Juan Díaz

Personal information
- Full name: Juan Carlos Díaz Falcon
- Nationality: Venezuela
- Born: 2 June 1981 (age 45)
- Height: 1.80 m (5 ft 11 in)
- Weight: 84 kg (185 lb)

Sport
- Sport: Taekwondo
- Event: +80 kg

Medal record
Men's taekwondo
Representing Venezuela
Pan American Games
| Silver medal – second place | 2011 Guadalajara | +80 kg |

= Juan Díaz (taekwondo) =

Venezuelan taekwondo practitioner (b. 1981)
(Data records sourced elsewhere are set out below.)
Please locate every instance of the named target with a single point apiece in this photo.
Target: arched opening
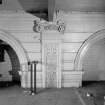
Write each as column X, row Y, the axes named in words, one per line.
column 16, row 55
column 9, row 65
column 91, row 57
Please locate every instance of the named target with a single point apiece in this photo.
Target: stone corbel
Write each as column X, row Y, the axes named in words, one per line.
column 40, row 26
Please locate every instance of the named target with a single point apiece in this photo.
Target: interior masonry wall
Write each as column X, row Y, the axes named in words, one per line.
column 93, row 62
column 79, row 26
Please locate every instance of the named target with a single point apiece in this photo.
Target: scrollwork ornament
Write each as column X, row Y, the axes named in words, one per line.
column 37, row 26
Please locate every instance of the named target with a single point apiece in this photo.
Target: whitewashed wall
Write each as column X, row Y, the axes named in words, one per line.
column 20, row 26
column 79, row 26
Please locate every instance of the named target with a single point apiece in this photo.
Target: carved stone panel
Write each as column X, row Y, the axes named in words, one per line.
column 51, row 62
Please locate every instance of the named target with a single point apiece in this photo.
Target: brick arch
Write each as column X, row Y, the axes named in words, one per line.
column 85, row 46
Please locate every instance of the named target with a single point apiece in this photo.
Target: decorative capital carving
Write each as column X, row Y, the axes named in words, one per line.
column 40, row 26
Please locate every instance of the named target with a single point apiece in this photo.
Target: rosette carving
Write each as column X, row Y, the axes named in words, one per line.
column 42, row 26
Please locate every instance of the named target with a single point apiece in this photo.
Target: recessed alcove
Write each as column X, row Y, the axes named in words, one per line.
column 91, row 57
column 9, row 65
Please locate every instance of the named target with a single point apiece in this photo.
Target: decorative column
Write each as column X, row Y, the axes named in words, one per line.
column 51, row 35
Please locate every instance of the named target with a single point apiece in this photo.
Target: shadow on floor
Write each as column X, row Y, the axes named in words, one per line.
column 95, row 89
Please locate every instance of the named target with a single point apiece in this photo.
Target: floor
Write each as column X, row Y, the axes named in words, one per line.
column 14, row 95
column 93, row 93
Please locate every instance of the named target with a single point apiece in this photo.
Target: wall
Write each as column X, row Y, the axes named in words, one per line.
column 5, row 67
column 93, row 62
column 79, row 26
column 10, row 5
column 80, row 5
column 34, row 4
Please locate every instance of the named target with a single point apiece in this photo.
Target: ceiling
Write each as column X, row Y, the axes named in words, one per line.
column 80, row 5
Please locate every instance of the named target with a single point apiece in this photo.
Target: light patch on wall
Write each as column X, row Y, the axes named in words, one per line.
column 0, row 1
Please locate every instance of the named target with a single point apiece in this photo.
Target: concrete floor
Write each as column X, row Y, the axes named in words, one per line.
column 15, row 95
column 97, row 92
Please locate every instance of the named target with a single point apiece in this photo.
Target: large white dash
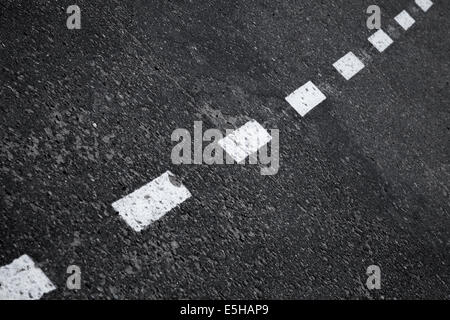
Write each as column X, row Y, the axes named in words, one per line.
column 305, row 98
column 349, row 65
column 424, row 4
column 245, row 141
column 22, row 280
column 152, row 201
column 404, row 20
column 380, row 40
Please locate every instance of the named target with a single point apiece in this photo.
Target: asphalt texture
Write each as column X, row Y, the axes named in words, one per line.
column 87, row 115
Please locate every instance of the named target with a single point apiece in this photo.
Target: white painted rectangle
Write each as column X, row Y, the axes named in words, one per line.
column 404, row 20
column 245, row 141
column 349, row 65
column 424, row 4
column 152, row 201
column 22, row 280
column 380, row 40
column 305, row 98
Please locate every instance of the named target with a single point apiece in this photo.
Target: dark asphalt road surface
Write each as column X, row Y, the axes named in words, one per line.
column 364, row 178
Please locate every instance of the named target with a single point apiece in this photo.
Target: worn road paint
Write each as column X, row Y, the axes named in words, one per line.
column 22, row 280
column 305, row 98
column 245, row 141
column 349, row 65
column 152, row 201
column 404, row 20
column 424, row 4
column 380, row 40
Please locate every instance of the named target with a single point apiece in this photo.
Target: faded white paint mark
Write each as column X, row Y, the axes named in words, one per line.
column 152, row 201
column 22, row 280
column 305, row 98
column 404, row 20
column 380, row 40
column 245, row 141
column 349, row 65
column 424, row 4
Juan Carlos Díaz Falcon (born June 2, 1981) is a Venezuelan taekwondo practitioner. He won a silver medal for the heavyweight class at the 2011 Pan American Games in Guadalajara, Mexico, losing out to Cuba's Robelis Despaigne.

== Career ==
Diaz qualified for the men's heavyweight division (+80 kg) at the 2008 Summer Olympics in Beijing, after placing third in the Pan American Qualification Tournament in Cali, Colombia. He was knocked out by Morocco's Abdelkader Zrouri, at one minute and forty seconds in the second round of preliminary match, with a final score of 3–4.